Dne 4.3.2011 21:39, Alasdair G Kergon napsal(a):
> On Wed, Mar 02, 2011 at 07:09:07PM +0100, Zdenek Kabelac wrote:
>> When the ->params is empty string - access is made on the byte
>> before allocated buffer (catched by valgrind) - in case it would
>> constains 0x20 - it would even overwrite this buffer.
>> So fix by checking len > 0 before doing such access.
>> Optimise the code and use len counter instead of multiple strlen calls.
>  
> Needing more context for this one:
>   Under what conditions is the bug triggered?
>   What are the implications when it is?
> 

On my box this happend when 'error' target without params is activated for
fixing mirror
(t-activate-partial.sh   -  'lvchange -v --refresh --partial $vg/mirror')
Fixed table looks like this:

@PREFIX vg-mirror_mimage_0: 0 8192 linear 253:13 0
mvg-lvol3: 0 256 linear 7:0 2816
mvg-mir_mimage_2: 0 2560 linear 7:0 8192
mvg-lvol2: 0 256 linear 7:0 2560
mvg-mir_mimage_1: 0 2560 linear 7:0 5632
mvg-lvol1: 0 256 linear 7:0 2304
@PREFIX vg-mirror_mlog: 0 8192 linear 253:11 2048
mvg-mir_mimage_0: 0 2560 linear 7:0 3072
@PREFIX vg-mirror: 0 8192 mirror disk 2 253:12 1024 2 253:14 0 253:15 0 1
handle_errors
mvg-lvol0: 0 256 linear 7:0 2048
@PREFIX pv3: 0 68949 linear 7:1 137898
mvg-mir: 0 2560 mirror disk 2 253:4 512 3 253:5 0 253:6 0 253:7 0 1 handle_errors
@PREFIX pv2: 0 68949 linear 7:1 68949
@PREFIX pv1: 0 10000000 error
@PREFIX vg-mirror_mimage_0-missing_0_0: 0 8192 error
mvg-mir_mlog: 0 256 linear 7:0 10752
@PREFIX vg-mirror_mimage_1: 0 8192 linear 253:10 2048


On my little endian machine - this byte seems to be usually 0x00 - thus on
x86_64 it will just make a test for 0x20 and skip the loop - no write happens.

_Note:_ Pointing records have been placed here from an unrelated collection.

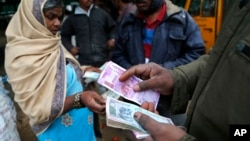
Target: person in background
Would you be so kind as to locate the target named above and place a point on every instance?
(123, 7)
(8, 120)
(218, 100)
(93, 29)
(45, 77)
(159, 32)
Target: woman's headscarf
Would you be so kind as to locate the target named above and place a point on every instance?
(35, 64)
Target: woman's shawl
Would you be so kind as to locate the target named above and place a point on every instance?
(35, 65)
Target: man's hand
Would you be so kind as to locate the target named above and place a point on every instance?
(111, 43)
(149, 106)
(158, 131)
(74, 50)
(93, 101)
(155, 76)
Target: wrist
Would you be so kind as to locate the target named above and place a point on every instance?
(77, 101)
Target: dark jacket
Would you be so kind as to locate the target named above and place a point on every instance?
(91, 34)
(219, 82)
(177, 40)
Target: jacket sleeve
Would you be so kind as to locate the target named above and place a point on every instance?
(67, 31)
(188, 137)
(110, 26)
(193, 45)
(185, 80)
(119, 54)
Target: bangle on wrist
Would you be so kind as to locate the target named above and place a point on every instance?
(77, 101)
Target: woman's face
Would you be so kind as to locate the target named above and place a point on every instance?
(53, 19)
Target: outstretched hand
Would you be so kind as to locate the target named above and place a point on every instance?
(94, 102)
(158, 131)
(155, 76)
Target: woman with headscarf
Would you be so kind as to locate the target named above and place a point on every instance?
(45, 78)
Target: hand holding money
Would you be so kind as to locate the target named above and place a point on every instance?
(109, 78)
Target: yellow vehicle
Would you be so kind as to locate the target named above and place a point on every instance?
(208, 14)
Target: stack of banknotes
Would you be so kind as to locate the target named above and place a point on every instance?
(120, 114)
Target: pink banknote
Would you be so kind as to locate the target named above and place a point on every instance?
(110, 78)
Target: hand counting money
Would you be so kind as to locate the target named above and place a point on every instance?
(109, 78)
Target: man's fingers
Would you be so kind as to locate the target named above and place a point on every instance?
(146, 122)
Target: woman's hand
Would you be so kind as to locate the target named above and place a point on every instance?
(155, 77)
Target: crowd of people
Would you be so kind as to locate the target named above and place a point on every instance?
(155, 40)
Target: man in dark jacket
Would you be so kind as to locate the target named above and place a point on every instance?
(159, 32)
(93, 29)
(217, 84)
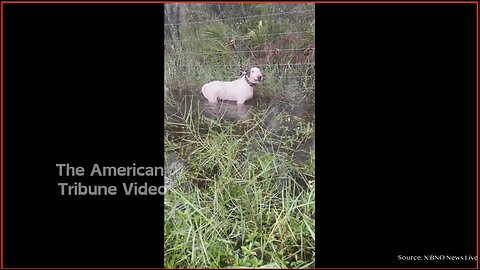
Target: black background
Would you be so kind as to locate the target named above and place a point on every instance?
(83, 85)
(396, 130)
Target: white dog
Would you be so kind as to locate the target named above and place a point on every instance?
(239, 90)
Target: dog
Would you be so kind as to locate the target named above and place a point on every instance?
(239, 90)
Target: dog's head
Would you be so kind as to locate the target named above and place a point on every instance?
(254, 75)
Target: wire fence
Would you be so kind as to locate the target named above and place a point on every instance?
(203, 44)
(241, 18)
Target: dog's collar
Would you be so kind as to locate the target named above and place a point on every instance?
(249, 82)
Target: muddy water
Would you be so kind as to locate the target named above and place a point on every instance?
(280, 114)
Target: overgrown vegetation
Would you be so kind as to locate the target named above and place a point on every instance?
(242, 191)
(200, 46)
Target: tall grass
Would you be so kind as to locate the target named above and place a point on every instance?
(238, 198)
(242, 191)
(279, 38)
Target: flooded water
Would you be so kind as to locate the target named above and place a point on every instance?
(282, 116)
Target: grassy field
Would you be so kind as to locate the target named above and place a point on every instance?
(242, 192)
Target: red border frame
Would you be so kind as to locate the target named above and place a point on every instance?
(200, 2)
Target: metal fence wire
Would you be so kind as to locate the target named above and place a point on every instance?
(216, 41)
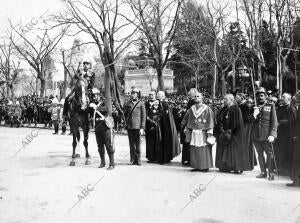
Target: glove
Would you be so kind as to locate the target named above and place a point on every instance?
(142, 131)
(271, 138)
(93, 105)
(256, 112)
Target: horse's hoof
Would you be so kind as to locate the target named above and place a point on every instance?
(110, 167)
(87, 162)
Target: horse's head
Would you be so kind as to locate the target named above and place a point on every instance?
(80, 97)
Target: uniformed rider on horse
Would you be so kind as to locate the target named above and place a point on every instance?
(89, 79)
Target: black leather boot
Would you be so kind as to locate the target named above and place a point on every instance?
(102, 157)
(111, 161)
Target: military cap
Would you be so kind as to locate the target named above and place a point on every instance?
(261, 90)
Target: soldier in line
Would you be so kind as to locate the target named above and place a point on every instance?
(264, 132)
(104, 133)
(135, 114)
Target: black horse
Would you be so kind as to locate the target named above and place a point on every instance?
(78, 112)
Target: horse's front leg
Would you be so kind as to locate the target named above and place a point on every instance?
(74, 144)
(86, 145)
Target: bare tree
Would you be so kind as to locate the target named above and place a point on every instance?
(157, 20)
(254, 11)
(8, 67)
(206, 38)
(102, 22)
(283, 14)
(35, 51)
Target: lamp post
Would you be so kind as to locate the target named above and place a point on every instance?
(151, 76)
(242, 71)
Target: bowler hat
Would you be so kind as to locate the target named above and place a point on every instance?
(135, 90)
(261, 90)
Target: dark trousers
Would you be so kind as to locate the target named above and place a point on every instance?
(135, 145)
(104, 138)
(185, 153)
(261, 147)
(64, 127)
(56, 125)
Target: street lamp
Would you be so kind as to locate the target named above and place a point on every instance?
(242, 71)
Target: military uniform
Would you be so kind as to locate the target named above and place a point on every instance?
(104, 136)
(135, 114)
(263, 126)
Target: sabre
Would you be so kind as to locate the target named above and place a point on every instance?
(274, 160)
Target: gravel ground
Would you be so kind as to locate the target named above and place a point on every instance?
(38, 185)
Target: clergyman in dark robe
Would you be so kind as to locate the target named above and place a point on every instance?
(247, 110)
(230, 155)
(153, 132)
(185, 158)
(295, 170)
(286, 116)
(169, 144)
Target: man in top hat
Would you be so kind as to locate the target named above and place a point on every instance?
(264, 132)
(135, 114)
(103, 130)
(89, 76)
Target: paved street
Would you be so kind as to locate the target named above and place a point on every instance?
(38, 185)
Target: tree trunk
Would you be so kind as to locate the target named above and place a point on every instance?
(160, 79)
(64, 92)
(278, 71)
(107, 93)
(43, 87)
(223, 84)
(233, 78)
(214, 79)
(12, 90)
(8, 92)
(259, 74)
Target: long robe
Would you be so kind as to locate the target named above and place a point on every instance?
(295, 176)
(283, 147)
(247, 111)
(169, 144)
(232, 156)
(153, 133)
(202, 121)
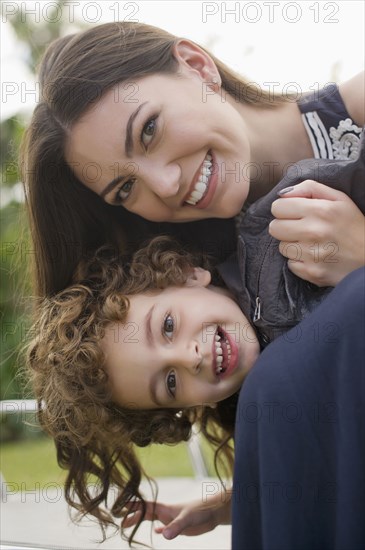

It's quite hard to guess what is actually stored before the allocated params
string starts - probably some internal malloc data - if I'd take is as 8byte
value - there is  0x21 in little endian form - which could mean that on big
endian machine  0x21 could be located on the checked address - so it's hard to
estimate whether there could be actually 0x20.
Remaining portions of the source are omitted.